Amgen to slash staff by up to 14 percent

The biotech lowers earnings guidance for 2007, prepares to cut 2,600 employees, blames anti-anemia drug Aranesp sales.

By Aaron Smith, staff writer

NEW YORK ( -- The biotech giant Amgen said it will cut its staff by up to 14 percent and lower its guidance because of low revenues from Aranesp, one of its top-selling drugs.

Amgen (down $0.73 to $50.59, Charts, Fortune 500), based in Thousand Oaks, Calif., dropped its adjusted earnings guidance for 2007 to a range of $4.13 to $4.23 per share, from $4.28 a share.

Amgen said the staff cuts, of up to 2,600 employees, would be completed in 2008 and result in pre-tax savings of up to $1.3 billion for that year. The biotech said pre-tax restructuring charges of up to $700 million are expected.
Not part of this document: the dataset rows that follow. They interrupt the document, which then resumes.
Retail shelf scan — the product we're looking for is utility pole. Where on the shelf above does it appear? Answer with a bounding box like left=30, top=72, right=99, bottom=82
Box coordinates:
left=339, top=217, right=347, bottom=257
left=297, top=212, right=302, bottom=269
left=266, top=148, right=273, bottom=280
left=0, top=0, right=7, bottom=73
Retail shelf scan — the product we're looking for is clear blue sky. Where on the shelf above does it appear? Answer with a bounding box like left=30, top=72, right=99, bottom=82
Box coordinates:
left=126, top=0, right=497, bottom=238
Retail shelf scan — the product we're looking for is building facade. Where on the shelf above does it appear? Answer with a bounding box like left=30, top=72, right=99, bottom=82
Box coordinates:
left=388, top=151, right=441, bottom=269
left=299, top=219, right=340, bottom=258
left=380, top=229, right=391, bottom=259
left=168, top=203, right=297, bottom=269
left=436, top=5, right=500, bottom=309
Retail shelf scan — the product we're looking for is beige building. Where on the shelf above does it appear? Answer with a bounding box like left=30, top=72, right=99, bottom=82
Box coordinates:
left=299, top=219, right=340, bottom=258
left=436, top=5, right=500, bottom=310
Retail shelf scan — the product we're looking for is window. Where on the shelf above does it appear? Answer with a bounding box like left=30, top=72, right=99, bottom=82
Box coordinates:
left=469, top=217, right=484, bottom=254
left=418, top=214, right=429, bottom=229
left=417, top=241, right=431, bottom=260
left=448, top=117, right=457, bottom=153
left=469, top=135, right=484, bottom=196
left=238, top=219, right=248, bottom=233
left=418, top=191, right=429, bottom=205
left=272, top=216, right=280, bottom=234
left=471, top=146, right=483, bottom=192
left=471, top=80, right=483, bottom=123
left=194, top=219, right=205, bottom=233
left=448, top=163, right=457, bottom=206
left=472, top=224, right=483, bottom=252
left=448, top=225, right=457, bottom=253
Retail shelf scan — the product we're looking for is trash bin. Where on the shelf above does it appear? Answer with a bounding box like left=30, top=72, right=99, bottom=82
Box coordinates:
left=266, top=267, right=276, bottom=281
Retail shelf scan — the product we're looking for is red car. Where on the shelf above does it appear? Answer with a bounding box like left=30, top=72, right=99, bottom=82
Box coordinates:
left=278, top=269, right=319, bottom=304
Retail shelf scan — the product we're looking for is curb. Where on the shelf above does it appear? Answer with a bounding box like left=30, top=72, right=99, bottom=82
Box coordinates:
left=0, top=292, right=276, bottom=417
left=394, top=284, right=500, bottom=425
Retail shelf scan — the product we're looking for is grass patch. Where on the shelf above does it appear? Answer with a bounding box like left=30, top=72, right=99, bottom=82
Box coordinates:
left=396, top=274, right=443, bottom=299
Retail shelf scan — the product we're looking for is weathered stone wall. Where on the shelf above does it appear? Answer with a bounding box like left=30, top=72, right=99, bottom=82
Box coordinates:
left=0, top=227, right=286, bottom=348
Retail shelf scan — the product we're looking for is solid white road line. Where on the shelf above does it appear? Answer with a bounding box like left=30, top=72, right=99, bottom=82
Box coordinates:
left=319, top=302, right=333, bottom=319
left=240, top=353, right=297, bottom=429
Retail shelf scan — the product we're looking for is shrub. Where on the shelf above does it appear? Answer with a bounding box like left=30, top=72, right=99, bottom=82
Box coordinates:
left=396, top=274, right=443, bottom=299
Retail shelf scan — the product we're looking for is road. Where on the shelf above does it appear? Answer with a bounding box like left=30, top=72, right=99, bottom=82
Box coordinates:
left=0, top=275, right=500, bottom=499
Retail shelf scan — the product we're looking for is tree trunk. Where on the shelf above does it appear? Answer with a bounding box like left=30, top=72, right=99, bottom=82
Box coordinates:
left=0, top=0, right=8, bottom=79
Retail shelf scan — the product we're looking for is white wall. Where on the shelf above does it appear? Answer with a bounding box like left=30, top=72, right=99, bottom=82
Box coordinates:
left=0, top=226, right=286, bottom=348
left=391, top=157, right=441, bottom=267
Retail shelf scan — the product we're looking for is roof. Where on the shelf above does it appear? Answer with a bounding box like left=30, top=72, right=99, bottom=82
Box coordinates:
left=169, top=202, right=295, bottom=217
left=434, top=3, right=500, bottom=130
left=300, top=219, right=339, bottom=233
Amgen's stock has fallen 25 percent year-to-date, squeezed by concerns over the safety of Aranesp, a blockbuster used in conjunction with chemotherapy to offset the depletion of red blood cells.

In March, the FDA heightened warning labels for Aranesp and another Amgen drug, Epogen, as well as Johnson & Johnson's (up $0.17 to $61.30, Charts, Fortune 500) competing drug Procit, saying that these drugs could have sometimes-fatal side effects.

Amgen and Epogen sales totaled $6.6 billion in 2006.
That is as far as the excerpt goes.